Sadece kediler ve kemirgenler cotoneaster yemekten kaçınmamalıdır. Köpekler hidrosiyanik aside aşırı duyarlı olduğundan ve küçük miktarlar bile aşağıdaki semptomları tetikleyebildiğinden, tüketimi köpekler için de çok tehlikeli olabilir:

  • Gastrointestinal Ağrı
  • tükürük
  • Kusmak
  • Mukoza zarlarında kırmızı renk değişikliği
  • nefes darlığı
  • ateş
  • kramplar
  • zayıflık

Ölümcül bir doz tüketilirse (köpeğin cinsine ve ağırlığına bağlı olarak), iç boğulma sonucu ölüm meydana gelir.

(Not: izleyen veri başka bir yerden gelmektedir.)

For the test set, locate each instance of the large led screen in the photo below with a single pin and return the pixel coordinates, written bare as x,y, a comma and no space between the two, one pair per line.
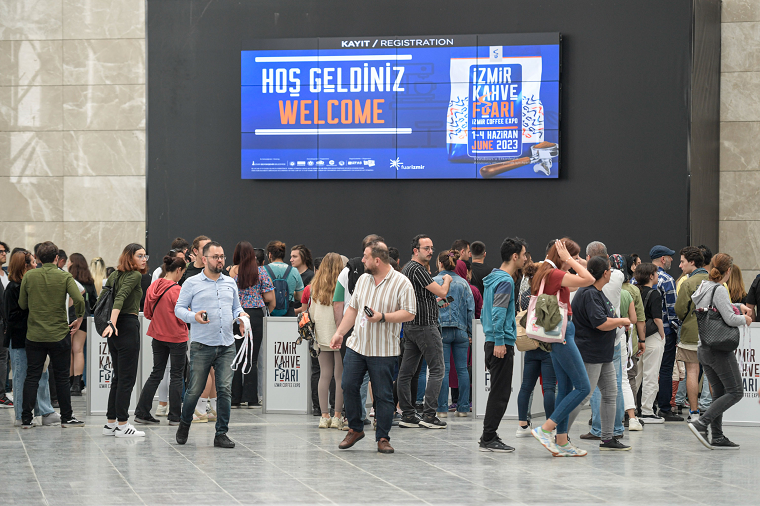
427,107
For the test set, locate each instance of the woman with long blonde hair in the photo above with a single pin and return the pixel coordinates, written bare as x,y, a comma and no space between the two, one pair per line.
330,362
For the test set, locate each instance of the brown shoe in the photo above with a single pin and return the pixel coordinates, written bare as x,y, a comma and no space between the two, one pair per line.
351,438
383,446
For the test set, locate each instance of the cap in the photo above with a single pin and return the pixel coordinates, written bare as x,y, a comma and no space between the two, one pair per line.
660,251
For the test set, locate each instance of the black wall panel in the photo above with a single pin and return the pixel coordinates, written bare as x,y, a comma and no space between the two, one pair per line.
624,130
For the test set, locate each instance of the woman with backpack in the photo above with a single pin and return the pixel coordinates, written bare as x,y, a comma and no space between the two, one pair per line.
123,335
169,340
15,339
256,292
720,366
81,272
572,380
456,331
320,309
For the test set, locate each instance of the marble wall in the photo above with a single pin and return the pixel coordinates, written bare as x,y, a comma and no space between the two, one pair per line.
72,124
739,134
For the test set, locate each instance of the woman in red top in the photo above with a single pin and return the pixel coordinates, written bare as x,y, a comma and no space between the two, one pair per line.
572,380
169,339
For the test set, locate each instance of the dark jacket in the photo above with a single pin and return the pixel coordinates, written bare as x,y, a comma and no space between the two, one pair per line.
15,317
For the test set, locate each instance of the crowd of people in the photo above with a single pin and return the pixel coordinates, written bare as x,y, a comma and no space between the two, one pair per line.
399,331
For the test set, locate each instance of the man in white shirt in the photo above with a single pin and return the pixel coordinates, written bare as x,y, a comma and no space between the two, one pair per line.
383,299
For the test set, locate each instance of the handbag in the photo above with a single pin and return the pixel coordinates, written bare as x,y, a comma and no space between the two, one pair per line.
650,325
534,331
714,332
104,306
523,342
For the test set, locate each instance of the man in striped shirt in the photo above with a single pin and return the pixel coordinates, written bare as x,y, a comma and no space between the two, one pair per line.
382,300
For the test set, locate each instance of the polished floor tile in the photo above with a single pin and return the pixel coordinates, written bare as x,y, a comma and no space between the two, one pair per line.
285,459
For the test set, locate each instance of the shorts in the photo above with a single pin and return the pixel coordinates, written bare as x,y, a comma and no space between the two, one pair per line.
686,356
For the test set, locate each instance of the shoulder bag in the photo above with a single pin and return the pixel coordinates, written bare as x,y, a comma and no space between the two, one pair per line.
714,332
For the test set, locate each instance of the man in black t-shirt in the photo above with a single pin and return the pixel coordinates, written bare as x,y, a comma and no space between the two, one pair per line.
422,338
753,297
479,268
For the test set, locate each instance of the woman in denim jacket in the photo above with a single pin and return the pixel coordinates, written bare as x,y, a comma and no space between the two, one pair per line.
456,329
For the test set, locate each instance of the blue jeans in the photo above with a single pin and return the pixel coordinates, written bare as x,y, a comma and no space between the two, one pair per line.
537,362
572,379
666,373
202,358
422,383
18,363
596,401
380,369
455,340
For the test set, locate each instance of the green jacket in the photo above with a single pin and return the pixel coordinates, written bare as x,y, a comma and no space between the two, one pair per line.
43,292
685,307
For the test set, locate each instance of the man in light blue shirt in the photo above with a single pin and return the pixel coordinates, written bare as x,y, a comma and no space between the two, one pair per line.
209,302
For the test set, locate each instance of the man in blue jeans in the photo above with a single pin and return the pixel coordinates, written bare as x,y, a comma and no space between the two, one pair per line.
213,302
666,285
382,300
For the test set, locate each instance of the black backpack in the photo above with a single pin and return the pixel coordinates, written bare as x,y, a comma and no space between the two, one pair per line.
103,307
355,270
281,291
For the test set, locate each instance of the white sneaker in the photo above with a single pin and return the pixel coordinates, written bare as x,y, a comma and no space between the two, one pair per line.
570,450
200,418
128,430
524,431
51,419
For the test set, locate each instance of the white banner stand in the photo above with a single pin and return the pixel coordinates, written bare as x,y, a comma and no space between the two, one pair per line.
287,367
747,411
100,373
481,384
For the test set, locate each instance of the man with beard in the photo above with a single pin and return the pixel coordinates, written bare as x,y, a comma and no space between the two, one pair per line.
214,306
382,300
422,338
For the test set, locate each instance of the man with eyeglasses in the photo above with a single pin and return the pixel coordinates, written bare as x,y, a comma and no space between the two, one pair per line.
214,305
422,339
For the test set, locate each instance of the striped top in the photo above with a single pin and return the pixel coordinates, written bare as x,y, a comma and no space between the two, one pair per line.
394,292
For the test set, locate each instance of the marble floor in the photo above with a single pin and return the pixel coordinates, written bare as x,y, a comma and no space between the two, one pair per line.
286,459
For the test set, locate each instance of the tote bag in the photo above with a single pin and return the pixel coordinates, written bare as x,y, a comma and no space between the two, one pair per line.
555,335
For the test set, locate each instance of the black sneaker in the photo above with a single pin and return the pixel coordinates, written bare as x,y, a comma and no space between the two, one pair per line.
147,420
613,445
222,441
409,421
495,445
723,443
182,432
72,422
701,433
432,422
669,416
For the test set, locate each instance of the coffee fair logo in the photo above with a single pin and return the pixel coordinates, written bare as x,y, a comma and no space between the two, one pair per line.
287,364
750,370
105,369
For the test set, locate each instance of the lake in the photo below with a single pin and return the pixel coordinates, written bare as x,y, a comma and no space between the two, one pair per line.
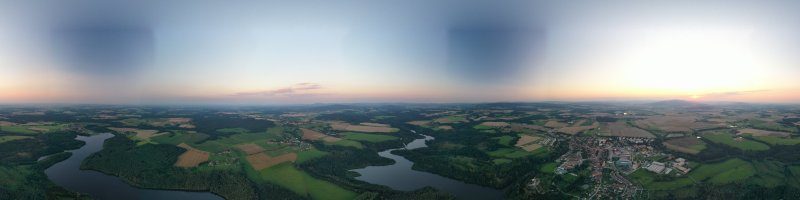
400,176
68,174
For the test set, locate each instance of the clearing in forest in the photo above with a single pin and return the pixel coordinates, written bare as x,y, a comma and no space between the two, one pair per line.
192,157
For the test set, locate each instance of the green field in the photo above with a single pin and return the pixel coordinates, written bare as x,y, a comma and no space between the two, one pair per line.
767,125
648,180
260,138
504,140
177,137
12,138
346,143
769,173
312,153
549,167
728,140
516,153
482,127
288,176
730,170
776,140
500,161
17,129
368,137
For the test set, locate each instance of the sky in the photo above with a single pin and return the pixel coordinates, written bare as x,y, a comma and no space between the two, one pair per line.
297,52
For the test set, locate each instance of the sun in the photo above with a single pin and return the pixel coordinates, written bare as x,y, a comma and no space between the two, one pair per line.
693,61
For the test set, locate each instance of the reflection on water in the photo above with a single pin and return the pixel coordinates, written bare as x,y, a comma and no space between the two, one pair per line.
67,174
400,176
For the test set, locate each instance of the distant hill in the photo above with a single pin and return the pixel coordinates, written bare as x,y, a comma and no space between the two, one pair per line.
677,103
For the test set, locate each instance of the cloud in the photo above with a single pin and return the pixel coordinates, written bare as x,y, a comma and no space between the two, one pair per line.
294,90
733,93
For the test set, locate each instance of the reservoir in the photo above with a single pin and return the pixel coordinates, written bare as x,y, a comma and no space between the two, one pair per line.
67,174
400,176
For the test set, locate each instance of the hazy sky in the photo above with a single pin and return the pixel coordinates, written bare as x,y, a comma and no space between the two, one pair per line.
286,52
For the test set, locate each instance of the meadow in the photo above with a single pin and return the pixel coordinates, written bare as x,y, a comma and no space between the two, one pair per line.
368,137
728,139
302,183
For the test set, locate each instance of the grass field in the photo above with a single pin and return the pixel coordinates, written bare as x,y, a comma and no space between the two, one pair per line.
549,167
769,125
368,137
769,173
647,179
776,140
177,137
260,138
346,143
688,145
516,153
500,161
288,176
504,140
309,154
482,127
728,171
17,129
12,138
728,139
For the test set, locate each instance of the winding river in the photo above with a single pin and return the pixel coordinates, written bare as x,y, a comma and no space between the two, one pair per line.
68,174
400,176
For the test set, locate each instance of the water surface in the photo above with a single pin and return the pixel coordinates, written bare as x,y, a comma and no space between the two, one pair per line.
400,176
67,174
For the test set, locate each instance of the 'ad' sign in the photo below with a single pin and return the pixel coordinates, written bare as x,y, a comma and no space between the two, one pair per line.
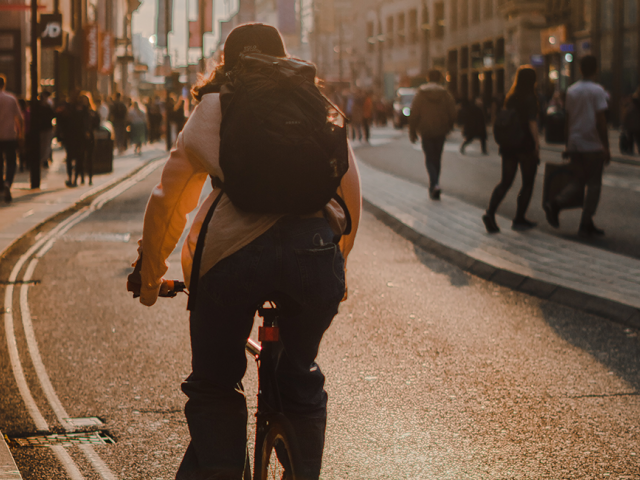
51,30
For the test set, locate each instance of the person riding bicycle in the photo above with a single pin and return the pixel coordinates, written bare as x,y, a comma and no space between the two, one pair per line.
247,258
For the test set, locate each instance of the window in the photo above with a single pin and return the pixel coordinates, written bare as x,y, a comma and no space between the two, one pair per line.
439,20
401,30
475,11
606,15
413,27
464,13
488,8
453,23
426,26
630,13
464,57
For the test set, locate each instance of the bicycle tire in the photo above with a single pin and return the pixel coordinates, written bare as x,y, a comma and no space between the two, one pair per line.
277,454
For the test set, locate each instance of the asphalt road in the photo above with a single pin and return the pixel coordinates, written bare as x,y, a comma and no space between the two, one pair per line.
431,373
472,177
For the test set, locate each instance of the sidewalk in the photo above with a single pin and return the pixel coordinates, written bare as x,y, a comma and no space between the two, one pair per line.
614,145
534,262
31,208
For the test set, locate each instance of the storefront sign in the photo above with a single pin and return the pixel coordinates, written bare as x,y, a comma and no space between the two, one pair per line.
537,60
51,30
91,46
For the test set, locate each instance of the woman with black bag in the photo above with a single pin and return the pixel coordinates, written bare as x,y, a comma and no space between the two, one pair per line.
526,154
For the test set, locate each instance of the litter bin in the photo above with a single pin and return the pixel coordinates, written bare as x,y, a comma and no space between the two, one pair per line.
102,151
555,125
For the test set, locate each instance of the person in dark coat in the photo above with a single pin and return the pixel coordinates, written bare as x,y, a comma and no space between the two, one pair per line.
631,121
474,125
525,156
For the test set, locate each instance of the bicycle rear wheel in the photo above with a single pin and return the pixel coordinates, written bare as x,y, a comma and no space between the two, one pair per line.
277,457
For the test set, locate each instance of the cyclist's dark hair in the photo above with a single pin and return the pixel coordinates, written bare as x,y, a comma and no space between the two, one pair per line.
588,65
524,84
251,37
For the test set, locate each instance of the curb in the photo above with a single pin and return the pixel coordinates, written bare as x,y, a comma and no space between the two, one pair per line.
8,467
82,199
614,157
615,311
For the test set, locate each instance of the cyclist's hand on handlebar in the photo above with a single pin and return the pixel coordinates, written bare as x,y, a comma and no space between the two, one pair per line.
134,280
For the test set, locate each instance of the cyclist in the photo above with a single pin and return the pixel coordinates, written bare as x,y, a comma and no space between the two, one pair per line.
246,258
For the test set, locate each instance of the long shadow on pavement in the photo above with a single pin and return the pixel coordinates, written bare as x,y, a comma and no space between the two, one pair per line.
614,346
457,277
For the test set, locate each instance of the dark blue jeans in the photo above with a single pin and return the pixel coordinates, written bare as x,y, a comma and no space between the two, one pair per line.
432,148
295,259
8,153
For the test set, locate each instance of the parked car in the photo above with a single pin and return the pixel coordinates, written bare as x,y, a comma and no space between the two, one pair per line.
402,106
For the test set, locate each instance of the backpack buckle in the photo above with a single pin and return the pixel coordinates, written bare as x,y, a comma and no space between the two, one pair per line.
268,334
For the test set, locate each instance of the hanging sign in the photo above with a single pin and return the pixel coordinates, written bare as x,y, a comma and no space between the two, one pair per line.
91,46
51,30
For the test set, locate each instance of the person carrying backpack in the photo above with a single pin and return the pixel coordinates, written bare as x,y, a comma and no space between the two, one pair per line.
252,248
433,114
516,131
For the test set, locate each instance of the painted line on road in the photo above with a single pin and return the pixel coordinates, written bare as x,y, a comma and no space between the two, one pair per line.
38,250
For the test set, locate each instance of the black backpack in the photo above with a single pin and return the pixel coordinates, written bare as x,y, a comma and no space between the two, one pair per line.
507,129
281,150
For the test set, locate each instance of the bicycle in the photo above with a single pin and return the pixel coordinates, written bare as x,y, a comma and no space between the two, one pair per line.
275,451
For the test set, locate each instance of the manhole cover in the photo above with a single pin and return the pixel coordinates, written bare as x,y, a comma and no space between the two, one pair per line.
63,439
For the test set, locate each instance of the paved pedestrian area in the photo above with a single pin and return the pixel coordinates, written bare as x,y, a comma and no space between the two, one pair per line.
32,207
532,261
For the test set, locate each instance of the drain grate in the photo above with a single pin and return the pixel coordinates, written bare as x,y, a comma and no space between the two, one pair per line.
98,237
63,439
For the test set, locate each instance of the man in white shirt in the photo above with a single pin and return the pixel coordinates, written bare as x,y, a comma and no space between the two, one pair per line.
11,127
587,145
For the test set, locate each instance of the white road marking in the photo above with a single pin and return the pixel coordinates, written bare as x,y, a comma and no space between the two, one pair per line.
38,250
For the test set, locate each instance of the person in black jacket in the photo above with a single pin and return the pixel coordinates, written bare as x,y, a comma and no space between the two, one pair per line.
474,125
522,99
82,121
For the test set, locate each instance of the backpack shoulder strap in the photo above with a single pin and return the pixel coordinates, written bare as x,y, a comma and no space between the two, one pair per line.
347,230
197,255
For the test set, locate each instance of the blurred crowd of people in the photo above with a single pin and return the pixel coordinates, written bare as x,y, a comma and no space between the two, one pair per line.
79,122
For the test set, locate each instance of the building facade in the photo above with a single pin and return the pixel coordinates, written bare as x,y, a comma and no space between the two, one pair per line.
478,44
94,52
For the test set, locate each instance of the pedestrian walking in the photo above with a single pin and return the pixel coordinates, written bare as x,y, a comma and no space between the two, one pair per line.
631,123
357,115
79,138
45,118
474,125
23,156
586,105
11,130
138,124
367,115
247,258
118,116
102,109
154,115
524,153
433,114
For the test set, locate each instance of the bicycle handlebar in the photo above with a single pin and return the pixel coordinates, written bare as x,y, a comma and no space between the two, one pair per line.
168,289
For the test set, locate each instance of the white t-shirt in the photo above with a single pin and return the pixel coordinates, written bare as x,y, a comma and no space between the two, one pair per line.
584,100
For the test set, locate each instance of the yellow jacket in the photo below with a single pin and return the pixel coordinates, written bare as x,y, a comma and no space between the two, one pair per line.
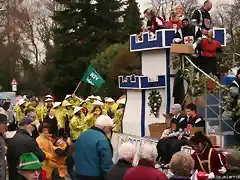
118,120
47,147
19,114
59,114
60,161
41,112
76,126
75,101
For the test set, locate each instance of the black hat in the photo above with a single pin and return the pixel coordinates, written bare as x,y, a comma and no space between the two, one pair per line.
3,116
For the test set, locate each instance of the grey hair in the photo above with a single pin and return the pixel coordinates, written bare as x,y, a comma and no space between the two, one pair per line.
148,151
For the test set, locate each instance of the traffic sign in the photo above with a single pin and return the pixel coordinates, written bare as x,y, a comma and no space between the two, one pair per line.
14,82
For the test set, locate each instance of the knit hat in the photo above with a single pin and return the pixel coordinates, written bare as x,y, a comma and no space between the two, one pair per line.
3,116
29,161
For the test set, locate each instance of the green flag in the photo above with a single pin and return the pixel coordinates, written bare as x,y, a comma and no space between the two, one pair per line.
92,77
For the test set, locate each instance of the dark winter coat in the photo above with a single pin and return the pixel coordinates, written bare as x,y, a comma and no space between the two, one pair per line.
20,144
179,178
118,170
144,171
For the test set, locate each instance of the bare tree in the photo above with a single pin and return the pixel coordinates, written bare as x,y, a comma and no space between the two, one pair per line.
164,7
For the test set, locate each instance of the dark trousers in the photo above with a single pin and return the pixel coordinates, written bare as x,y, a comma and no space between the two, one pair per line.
168,146
82,177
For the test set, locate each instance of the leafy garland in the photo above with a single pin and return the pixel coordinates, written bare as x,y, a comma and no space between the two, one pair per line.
155,102
196,81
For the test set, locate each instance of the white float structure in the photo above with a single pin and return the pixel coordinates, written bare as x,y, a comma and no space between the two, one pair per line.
156,74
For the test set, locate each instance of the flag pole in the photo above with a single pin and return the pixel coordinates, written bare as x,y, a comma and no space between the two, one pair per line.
77,87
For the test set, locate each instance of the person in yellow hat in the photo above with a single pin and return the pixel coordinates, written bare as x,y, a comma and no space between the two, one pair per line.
90,119
67,113
77,123
20,110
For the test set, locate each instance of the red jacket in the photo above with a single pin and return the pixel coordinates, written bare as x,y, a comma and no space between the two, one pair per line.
158,23
144,171
215,162
209,49
172,24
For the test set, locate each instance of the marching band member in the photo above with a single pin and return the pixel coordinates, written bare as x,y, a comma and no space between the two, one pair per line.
20,110
206,158
118,116
77,123
90,119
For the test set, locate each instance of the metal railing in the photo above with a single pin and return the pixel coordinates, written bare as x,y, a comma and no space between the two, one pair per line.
219,99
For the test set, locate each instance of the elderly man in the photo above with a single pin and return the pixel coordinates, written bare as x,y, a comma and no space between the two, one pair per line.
145,169
93,151
126,154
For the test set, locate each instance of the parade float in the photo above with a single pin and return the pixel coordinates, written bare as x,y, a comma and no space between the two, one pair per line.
149,96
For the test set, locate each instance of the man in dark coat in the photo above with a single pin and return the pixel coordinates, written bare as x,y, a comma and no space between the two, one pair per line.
201,17
3,125
145,170
170,145
20,144
126,154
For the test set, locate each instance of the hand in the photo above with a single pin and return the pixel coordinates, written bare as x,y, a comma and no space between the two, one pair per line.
204,32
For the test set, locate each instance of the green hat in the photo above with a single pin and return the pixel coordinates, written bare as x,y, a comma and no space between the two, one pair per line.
29,161
185,18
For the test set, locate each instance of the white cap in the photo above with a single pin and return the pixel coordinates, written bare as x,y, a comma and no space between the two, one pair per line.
148,151
77,109
68,96
56,104
126,151
98,103
121,101
104,121
109,100
48,99
21,102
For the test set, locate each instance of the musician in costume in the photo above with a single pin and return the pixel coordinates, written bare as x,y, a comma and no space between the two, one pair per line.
170,144
194,119
206,158
202,18
157,21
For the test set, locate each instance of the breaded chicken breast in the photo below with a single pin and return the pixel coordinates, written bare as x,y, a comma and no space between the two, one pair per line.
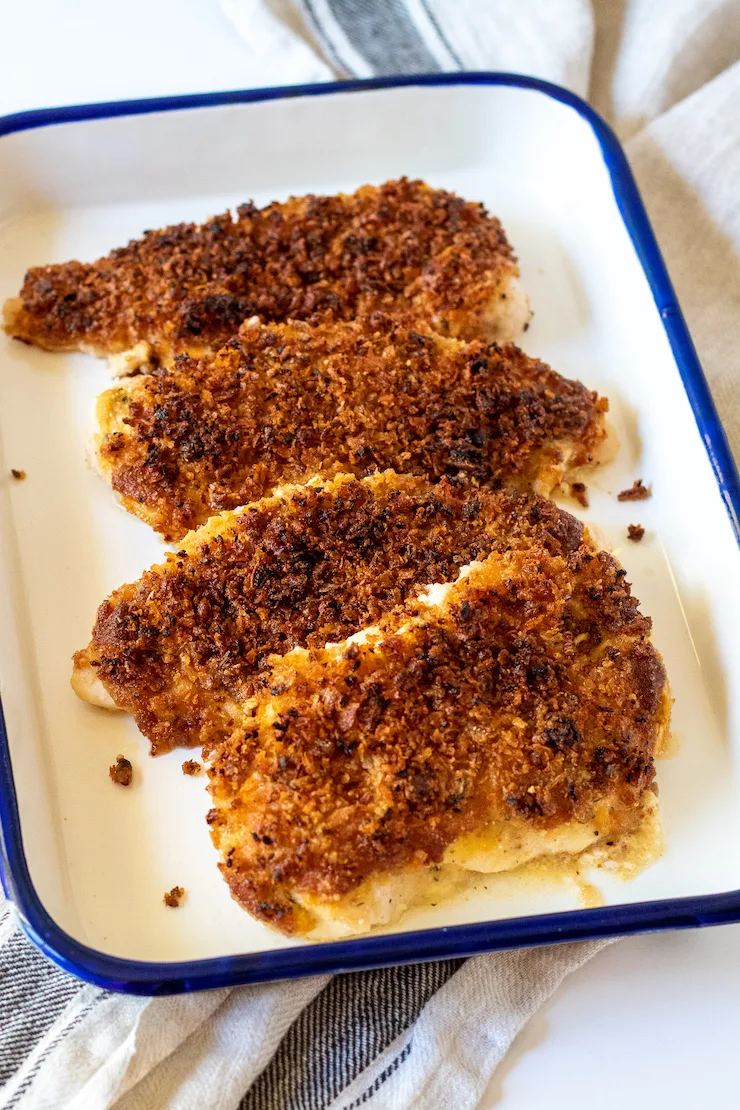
402,245
516,716
283,402
184,646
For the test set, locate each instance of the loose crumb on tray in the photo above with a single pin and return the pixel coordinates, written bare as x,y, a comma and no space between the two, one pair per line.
579,492
637,492
121,772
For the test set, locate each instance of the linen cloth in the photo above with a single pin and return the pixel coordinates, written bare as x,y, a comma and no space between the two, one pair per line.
666,73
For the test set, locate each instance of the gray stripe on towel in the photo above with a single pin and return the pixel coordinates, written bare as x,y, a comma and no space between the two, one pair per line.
33,992
383,32
342,1031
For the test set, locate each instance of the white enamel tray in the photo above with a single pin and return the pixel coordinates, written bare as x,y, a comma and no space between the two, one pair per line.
85,863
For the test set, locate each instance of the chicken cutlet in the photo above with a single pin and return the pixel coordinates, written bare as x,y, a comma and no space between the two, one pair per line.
184,646
401,245
515,717
283,402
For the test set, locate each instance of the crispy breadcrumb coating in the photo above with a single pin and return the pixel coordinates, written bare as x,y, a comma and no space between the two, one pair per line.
283,402
183,647
529,695
401,245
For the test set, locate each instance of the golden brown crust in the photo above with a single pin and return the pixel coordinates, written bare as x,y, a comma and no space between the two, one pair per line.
182,647
531,693
399,245
286,401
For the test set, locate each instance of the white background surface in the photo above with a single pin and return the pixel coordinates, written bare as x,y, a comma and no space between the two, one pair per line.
652,1021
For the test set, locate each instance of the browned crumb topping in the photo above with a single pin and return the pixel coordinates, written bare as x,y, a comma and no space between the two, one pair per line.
282,402
579,492
121,772
533,693
399,245
182,646
637,492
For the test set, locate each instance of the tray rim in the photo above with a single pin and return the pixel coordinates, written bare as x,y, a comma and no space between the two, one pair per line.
140,977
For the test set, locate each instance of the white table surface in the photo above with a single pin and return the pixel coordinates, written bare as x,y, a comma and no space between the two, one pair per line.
651,1021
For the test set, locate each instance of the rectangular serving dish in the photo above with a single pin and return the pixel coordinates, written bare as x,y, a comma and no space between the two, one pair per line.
84,863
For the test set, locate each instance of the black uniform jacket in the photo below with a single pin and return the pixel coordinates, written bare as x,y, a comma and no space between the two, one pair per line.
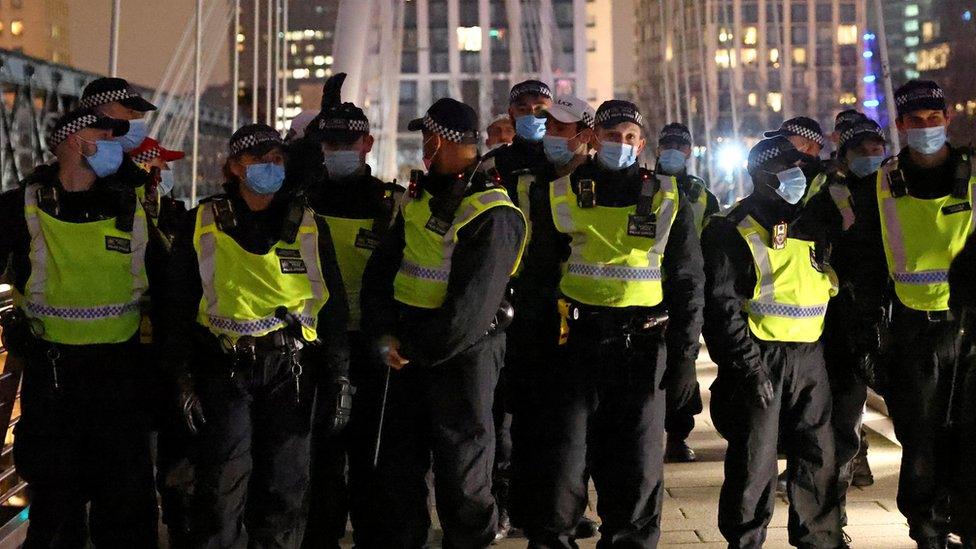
681,266
486,250
257,233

Kedilerle karşılaştırıldığında, köpeklerin tek bir denemeden sonra tat alma tomurcuklarının daha gelişmiş olması ve pamukçuklardan kaçınma avantajı vardır. Halihazırda kıdemli veya hala yavru olan veya duyuları ile ilgili sağlık kısıtlamalarından muzdarip köpekler için durum farklıdır. Ancak bu bitkinin dalları da zehir içerdiğinden köpeğinize çiğnemesi için asla vermeyin.

İpucu: Ayrıca kış boyunca atınızın çok miktarda kotoneaster meyvesi tüketmediğinden emin olun. Hidrosiyanik asit zehirlenmesi atlar için ölümcül olabilir ve hayvanların iştahı fazla olduğu için çalılardan biri kısa sürede çabucak yenir.

Kaynak: http://www.gizbonn.de/248.0.html

farkına varmak: Lütfen bu makalenin hiçbir şekilde bir doktor ziyaretinin yerine geçmediğini unutmayın. Tıbbi beyanların doğruluğunun garantisi yoktur.
Zehirlenme durumunda ilk yardım ile ilgili detaylı bilgilere ve zehir kontrol merkezlerine ilişkin önemli bilgilere buradan ulaşabilirsiniz.